I’m pissed. We all are. Capitol Films is splitting town with no intention to pay the shooting crew’s last week of pay that they worked so hard for. And they have no intention to pay the vendors who extended support and services for the making of the famously troubled film I’ve been working on for two months called “Nailed.”

Flown in as an emergency assistant accountant, I knew what I was getting myself into when I took this job with Capitol Films. I knew that they are very slow to give up the money. It’s like the ‘studio’ heads over there are in some fantasy world where they think that filmmaking doesn’t require funding. David Bergstein, the owner of Capitol Films has a ga-jillion bucks in his bank account.
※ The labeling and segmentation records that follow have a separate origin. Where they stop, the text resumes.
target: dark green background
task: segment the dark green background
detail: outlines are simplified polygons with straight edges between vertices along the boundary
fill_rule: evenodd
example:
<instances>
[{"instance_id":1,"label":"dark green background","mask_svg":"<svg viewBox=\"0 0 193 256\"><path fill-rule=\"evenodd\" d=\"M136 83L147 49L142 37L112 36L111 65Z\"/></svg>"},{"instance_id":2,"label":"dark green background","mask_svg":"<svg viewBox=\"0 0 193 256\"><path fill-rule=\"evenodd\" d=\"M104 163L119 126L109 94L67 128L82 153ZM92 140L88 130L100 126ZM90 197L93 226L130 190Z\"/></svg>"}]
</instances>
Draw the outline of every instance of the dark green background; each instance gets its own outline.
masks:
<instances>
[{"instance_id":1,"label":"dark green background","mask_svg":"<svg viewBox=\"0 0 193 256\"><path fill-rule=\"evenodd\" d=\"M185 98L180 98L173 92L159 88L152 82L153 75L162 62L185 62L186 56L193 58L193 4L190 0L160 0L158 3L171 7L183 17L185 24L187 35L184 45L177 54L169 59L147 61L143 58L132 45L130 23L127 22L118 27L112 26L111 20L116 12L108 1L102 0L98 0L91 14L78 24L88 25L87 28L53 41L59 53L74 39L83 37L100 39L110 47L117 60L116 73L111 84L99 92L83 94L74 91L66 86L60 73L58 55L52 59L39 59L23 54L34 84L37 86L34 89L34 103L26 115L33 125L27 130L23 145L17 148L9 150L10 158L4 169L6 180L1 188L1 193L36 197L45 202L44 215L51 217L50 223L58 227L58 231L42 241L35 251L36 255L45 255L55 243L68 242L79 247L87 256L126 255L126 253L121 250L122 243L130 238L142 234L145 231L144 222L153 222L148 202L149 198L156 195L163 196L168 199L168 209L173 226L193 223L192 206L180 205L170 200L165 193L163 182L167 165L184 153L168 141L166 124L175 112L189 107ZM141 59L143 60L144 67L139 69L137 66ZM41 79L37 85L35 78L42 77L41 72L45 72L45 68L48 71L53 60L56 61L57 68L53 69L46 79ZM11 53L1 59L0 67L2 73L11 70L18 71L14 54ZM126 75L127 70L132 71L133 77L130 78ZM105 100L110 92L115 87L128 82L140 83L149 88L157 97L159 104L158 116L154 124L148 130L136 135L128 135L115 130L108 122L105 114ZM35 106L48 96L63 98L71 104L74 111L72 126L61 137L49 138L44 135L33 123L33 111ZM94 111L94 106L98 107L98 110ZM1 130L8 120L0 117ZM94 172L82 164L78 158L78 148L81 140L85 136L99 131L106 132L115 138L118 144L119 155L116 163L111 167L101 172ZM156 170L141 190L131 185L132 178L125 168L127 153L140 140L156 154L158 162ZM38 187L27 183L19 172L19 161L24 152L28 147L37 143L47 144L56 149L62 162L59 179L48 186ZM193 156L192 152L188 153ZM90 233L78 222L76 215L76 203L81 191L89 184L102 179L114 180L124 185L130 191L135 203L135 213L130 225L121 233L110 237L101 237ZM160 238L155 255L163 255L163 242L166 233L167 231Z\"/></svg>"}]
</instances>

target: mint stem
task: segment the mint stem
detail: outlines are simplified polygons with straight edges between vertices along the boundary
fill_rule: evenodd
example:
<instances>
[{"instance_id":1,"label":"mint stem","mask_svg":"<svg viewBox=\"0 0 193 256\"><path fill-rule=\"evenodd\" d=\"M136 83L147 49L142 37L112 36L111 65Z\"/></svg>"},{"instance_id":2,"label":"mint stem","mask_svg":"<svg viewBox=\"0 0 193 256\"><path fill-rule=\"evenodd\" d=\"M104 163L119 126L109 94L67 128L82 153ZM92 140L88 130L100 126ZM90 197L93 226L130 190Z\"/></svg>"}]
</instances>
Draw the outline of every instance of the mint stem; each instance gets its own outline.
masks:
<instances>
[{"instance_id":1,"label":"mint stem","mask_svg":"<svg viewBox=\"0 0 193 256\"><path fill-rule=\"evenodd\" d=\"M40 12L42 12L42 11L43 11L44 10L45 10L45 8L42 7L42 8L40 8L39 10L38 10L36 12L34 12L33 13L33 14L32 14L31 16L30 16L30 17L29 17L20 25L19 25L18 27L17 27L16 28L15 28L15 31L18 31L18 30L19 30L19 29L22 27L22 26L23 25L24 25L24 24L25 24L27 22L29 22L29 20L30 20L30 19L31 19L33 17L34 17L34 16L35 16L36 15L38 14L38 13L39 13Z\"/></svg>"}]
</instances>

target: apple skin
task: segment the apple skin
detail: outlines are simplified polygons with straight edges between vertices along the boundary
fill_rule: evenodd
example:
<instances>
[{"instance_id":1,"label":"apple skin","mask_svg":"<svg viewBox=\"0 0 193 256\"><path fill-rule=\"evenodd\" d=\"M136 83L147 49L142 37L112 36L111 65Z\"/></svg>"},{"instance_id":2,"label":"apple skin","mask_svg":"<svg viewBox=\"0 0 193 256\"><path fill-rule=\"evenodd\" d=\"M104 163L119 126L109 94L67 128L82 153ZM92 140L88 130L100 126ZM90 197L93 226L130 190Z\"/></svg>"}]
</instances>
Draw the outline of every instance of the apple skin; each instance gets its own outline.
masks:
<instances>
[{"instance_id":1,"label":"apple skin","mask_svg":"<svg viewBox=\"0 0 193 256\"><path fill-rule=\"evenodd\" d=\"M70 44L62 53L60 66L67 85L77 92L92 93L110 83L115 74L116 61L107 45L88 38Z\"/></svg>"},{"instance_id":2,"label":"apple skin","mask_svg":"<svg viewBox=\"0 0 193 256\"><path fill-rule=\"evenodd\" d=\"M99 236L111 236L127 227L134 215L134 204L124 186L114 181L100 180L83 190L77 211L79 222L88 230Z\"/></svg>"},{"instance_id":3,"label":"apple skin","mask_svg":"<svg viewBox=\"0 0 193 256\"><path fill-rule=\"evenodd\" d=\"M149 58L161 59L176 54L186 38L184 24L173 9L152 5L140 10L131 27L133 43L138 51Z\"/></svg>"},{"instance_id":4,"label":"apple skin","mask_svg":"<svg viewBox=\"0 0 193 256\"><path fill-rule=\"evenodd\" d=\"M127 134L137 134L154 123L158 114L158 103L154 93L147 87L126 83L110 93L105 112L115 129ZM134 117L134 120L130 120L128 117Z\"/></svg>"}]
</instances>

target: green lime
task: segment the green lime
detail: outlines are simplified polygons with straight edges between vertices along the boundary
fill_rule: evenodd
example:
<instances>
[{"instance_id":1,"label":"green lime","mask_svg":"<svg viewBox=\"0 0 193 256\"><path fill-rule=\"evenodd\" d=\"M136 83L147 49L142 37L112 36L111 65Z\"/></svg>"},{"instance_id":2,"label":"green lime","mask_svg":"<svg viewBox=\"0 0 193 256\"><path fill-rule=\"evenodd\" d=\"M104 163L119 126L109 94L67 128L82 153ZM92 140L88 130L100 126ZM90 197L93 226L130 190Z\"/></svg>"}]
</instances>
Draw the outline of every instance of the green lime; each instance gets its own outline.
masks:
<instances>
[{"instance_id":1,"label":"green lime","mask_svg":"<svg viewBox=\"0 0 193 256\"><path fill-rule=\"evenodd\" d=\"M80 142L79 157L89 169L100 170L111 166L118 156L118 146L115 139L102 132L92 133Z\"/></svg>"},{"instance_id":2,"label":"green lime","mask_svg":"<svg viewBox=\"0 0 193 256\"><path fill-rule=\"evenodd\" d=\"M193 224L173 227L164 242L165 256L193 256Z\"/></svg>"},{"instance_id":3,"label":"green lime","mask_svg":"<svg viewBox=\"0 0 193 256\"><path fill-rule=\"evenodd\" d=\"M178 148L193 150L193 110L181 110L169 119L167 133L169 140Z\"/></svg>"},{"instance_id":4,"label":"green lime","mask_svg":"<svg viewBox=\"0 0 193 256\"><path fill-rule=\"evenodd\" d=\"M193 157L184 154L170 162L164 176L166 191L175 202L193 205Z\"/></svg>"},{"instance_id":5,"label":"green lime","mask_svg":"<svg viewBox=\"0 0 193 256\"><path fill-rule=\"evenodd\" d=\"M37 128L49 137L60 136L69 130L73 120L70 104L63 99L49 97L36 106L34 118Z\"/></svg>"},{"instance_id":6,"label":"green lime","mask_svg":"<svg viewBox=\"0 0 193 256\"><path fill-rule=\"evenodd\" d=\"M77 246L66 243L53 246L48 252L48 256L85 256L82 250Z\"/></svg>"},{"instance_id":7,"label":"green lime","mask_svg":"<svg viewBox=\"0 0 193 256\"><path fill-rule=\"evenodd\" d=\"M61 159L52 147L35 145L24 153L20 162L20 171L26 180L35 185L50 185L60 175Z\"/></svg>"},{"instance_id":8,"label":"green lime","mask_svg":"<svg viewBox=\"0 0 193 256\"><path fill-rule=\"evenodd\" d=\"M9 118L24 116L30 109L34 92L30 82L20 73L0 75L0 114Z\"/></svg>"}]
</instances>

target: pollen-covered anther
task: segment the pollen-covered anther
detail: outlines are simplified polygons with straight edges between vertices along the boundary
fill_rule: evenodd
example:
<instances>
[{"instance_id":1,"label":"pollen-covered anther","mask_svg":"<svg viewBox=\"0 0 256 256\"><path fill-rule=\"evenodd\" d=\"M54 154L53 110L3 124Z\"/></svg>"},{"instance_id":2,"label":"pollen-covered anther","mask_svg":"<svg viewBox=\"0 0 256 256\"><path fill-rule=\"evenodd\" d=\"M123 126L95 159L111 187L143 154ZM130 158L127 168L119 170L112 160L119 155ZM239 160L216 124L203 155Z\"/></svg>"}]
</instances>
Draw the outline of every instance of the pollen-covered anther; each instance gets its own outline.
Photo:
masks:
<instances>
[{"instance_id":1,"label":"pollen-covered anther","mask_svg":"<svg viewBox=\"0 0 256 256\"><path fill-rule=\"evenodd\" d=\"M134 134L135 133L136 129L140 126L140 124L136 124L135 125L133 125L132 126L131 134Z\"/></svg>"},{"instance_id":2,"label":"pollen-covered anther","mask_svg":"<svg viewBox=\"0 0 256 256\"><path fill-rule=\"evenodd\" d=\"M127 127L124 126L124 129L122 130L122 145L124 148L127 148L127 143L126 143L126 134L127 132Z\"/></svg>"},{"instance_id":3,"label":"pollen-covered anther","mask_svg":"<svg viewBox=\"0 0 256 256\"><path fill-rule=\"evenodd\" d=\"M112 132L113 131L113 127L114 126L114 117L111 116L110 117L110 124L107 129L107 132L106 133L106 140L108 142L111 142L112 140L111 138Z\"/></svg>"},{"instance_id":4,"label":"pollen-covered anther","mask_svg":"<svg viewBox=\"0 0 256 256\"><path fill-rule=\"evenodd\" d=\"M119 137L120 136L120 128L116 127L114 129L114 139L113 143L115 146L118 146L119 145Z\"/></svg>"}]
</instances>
And doesn’t care that he’s fucking over hundreds of people.

If I’d have known that they were going to skip town owing millions of dollars, I would not have come here.
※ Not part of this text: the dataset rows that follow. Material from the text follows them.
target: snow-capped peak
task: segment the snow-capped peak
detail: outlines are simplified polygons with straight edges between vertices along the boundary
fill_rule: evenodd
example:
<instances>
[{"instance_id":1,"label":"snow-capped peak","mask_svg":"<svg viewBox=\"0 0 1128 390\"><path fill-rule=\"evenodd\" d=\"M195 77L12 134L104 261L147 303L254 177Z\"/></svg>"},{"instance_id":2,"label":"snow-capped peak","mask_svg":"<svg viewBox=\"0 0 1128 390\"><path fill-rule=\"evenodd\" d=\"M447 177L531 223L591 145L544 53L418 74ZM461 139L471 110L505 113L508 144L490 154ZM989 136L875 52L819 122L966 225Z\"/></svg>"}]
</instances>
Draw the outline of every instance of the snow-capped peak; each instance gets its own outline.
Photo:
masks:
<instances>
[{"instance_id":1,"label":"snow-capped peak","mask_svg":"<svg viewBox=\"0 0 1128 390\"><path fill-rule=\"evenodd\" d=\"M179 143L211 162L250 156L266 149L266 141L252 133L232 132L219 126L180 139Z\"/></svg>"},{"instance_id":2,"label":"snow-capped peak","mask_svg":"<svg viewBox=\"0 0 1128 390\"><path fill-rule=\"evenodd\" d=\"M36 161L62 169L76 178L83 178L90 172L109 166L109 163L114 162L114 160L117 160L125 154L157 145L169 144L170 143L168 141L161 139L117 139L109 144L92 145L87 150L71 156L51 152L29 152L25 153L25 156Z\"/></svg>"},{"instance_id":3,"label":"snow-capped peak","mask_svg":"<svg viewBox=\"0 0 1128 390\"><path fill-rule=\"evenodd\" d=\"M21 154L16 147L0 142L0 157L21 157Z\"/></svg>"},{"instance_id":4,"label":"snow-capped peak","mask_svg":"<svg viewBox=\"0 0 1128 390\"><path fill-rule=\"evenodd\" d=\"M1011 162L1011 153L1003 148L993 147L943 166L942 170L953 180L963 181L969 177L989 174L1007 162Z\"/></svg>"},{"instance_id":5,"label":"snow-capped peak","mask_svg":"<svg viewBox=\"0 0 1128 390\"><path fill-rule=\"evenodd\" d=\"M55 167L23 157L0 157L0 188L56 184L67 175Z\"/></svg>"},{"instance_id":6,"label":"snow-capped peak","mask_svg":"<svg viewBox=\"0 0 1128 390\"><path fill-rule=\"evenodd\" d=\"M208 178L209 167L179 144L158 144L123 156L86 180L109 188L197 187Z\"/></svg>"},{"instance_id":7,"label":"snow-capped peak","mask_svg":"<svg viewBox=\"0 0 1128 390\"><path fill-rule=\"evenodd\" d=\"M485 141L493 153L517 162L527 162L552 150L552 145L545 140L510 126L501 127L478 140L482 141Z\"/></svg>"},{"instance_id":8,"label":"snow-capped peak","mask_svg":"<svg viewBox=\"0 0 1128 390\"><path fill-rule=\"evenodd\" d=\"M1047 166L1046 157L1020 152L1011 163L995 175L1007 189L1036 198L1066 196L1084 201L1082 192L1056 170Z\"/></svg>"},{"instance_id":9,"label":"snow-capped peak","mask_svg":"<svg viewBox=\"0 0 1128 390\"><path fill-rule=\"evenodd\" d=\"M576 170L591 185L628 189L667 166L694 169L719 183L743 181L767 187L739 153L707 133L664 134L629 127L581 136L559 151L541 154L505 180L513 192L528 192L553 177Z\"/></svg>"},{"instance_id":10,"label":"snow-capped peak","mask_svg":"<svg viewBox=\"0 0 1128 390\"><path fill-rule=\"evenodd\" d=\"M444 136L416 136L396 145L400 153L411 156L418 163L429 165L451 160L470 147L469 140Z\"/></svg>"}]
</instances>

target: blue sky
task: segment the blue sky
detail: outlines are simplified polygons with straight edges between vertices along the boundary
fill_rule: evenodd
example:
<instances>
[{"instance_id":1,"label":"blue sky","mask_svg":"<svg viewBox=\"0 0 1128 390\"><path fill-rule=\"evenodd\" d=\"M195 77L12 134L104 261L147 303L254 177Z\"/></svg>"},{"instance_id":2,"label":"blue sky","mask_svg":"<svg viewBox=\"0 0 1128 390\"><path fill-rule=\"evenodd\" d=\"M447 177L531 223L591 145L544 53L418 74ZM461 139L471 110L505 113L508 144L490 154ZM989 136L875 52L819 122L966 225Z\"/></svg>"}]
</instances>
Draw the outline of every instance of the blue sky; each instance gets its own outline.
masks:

So, with 24 hours notice, I’m jetting town. Today. This afternoon, heading to Nashville, Tennessee for a little recuperation . . . one day I had Fourth of July plans with new local friends in Columbia, South Carolina . . . and the next thing I know . . . I’m hopping a plane without even time for a proper good-bye. I had my travel plans switched after they dropped the bomb on us because it’ll just be too depressing to stay, knowing the swath of monetary destruction that this horrible company is leaving in their wake.
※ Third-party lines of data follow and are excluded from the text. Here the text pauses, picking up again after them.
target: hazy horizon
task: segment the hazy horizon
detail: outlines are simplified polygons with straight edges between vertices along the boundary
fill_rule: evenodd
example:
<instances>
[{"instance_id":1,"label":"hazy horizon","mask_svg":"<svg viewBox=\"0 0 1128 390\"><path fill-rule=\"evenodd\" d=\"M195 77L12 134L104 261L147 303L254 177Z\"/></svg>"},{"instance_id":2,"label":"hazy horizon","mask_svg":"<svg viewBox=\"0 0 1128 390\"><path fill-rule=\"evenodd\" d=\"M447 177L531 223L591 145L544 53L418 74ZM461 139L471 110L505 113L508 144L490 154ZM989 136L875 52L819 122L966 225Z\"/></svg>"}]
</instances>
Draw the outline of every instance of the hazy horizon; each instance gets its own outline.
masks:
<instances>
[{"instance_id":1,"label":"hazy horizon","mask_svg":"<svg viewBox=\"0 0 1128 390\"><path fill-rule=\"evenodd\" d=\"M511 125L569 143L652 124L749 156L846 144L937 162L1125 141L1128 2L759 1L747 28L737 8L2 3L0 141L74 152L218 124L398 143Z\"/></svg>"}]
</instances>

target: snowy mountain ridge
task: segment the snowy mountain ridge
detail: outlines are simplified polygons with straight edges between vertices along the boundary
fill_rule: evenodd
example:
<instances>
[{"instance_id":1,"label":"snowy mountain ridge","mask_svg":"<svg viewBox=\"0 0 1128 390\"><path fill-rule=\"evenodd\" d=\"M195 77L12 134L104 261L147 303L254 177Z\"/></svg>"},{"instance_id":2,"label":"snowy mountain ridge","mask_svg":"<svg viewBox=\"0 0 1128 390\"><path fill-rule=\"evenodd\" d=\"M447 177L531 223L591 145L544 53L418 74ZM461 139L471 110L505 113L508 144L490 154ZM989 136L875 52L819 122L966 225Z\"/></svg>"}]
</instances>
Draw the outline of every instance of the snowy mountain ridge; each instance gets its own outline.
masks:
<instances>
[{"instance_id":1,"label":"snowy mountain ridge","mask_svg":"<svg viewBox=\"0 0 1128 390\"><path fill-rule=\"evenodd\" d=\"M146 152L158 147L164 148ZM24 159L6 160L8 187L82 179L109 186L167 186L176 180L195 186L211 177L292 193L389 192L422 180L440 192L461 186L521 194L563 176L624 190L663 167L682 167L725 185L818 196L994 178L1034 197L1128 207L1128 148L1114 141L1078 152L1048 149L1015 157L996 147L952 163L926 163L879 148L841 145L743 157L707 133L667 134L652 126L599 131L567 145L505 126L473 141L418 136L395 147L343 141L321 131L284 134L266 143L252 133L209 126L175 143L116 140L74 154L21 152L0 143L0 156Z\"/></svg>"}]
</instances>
Plus, if I don’t leave today . . . who knows if the ticket will be good later?

So, here I am in my hotel room this morning . . . tired, a bit hung-over and bleary-eyed. I’ve got about an hour to pack, but I’ve been on stand-by mode for weeks now, ready to jet literally at a moment’s notice. But I thought I’d have some sort of warning . . . nope . . . whoosh.

Here one minute, gone the next. On the road again. Ahh, the open road.